The study comprised 660 patients with pMMR tumors and 120 patients with dMMR tumors.
In the present analysis, exploratory end points included PFS, OS, ORR, duration of response (DOR), and safety.
Regarding baseline characteristics in the dMMR cohort, 52.3% of patients in both arms had an ECOG performance status of 0, most patients in both arms (58.4%) were White, approximately 85% of patients in both arms had endometrioid histology, and nearly 90% of patients in both arms received 1 line of prior platinum-based chemotherapy.
A total of 41.5% of patients in the pembrolizumab/lenvatinib arm received prior neoadjuvant and or adjuvant therapy vs 49.2% of patients in the physician’s choice treatment arm.
Additional results showed that the ORR in the dMMR cohort was 40.0% (95% CI, 28.0%-52.9%) in the pembrolizumab/lenvatinib arm vs 12.3% (95% CI, 5.5%-22.8%) in the physician’s choice treatment arm.
Moreover, the complete response rate was 13.8% vs 3.1%, respectively. The partial response rate was 26.2% vs 9.2%, respectively.
Twice as many patients experienced progressive disease on treatment of physician’s choice (23.1%) vs pembrolizumab/lenvatinib (10.8%).
The median DOR was NR with pembrolizumab/lenvatinib vs 4.1 months with treatment of physician’s choice. The disease control rate was 73.8% vs 47.7%, respectively.
Regarding safety, the median duration of treatment was 335.5 days (range, 2.0-762.0) in the pembrolizumab/lenvatinib arm vs 86.0 days (range, 1.0-331.0) in the physician’s choice treatment arm.
All patients in the pembrolizumab/lenvatinib arm had a treatment-emergent adverse effect (TEAE) vs 98.4% of patients in the physician’s choice treatment arm; 95.3% vs 73.0% of these TEAEs were grade 3 or higher, respectively.
TEAEs leading to dose reductions occurred in 64.1% of patients in the pembrolizumab/lenvatinib arm vs 12.7% of patients in the physician’s choice treatment arm.
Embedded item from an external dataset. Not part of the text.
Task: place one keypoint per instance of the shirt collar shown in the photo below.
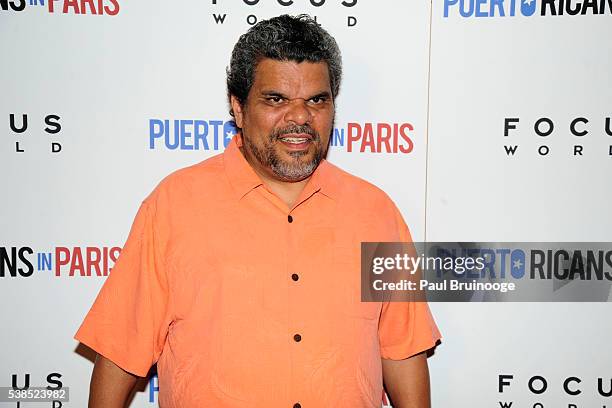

Any-grade TEAEs leading to dose interruption occurred in 71.9% vs 22.2% of patients, respectively. Any-grade TEAEs leading to dose discontinuation occurred in 43.8% vs 6.3% of patients, respectively.
TEAEs that occurred in at least 25% of patients in the pembrolizumab/lenvatinib vs treatment of physician’s choice arm, respectively, included hypothyroidism (68.8% vs 0%), hypertension (56.3% vs 4.8%), diarrhea (51.6% vs 22.2%), nausea (50.0% vs 39.7%), decreased appetite (48.4% vs 23.8%), vomiting (37.5% vs 22.2%), anemia (35.9% vs 47.6%), fatigue (32.8% vs 23.8%), weight decrease (32.8% vs 6.3%), dysphonia (29.7% vs 0%), proteinuria (28.1% vs 1.6%), asthenia (26.6% vs 27.0%), arthralgia (25.0% vs 4.8%), and neutropenia (10.9% vs 31.7%).
“Pembrolizumab plus lenvatinib had a manageable safety profile in the dMMR population and was generally consistent with that observed in the all-comers population and the established safety profiles of the individual monotherapies,” concluded Makker.